Änderung für den Thüringer Existenzgründerpass

Existenzgründern in Thüringen kommt eine besondere Stellung zu: Sie können nicht nur vom Gründungszuschuss profitieren, sondern auch am Projekt Existenzgründerpass teilnehmen. In diesem Rahmen werden sie individuell betreut, belegen gründungsspezifische Schulungen und Weiterbildungen und können diese dann über die Gesellschaft für Arbeit und Wirtschaftsförderung mbH abrechnen.

Wie im Newsletter der IHK Erfurt bekannt wurde, stehen beim Existenzgründerpass nun wichtige Änderungen bevor, die den gesamten Ablauf dieses Förderprogramms betreffen.

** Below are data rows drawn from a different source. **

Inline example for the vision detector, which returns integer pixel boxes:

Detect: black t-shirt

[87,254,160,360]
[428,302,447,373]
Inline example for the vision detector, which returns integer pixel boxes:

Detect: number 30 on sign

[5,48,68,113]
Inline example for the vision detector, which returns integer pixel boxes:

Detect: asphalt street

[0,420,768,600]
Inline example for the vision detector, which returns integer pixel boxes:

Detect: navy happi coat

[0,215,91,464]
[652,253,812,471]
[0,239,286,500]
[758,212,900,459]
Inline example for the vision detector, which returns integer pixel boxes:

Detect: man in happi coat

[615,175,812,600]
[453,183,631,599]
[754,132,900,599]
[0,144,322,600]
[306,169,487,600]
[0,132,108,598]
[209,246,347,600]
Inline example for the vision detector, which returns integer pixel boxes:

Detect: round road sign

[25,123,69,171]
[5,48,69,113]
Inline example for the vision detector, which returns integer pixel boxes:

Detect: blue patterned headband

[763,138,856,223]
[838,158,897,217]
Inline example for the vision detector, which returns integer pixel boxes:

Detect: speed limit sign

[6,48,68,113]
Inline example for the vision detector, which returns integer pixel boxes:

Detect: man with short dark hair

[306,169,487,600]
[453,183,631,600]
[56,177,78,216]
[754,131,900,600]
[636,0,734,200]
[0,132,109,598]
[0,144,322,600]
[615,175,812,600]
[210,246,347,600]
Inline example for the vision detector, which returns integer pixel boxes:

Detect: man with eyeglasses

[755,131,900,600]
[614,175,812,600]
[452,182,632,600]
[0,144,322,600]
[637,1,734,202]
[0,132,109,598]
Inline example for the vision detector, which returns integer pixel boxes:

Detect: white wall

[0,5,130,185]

Bild: PublicDomainPictures / pixabay.com

Die bisherigen Leistungen des Existenzgründerpasses

Bislang standen im Rahmen des Existenzgründerpasses in Thüringen bei einer Unternehmensneugründung bis zu 1.500 Euro Zuschuss zur Verfügung, die für Lehrgänge, Schulungen und Seminare verwendet werden konnten. Allerdings wurden maximal 75 Prozent der zuwendungsfähigen Ausgaben bezuschusst. Die entsprechenden Anträge mussten spätestens einen Tag vor Unternehmenseröffnung gestellt werden. Zwischen Antragstellung und erster Schulungsteilnahme sollten mindestens vier Wochen liegen.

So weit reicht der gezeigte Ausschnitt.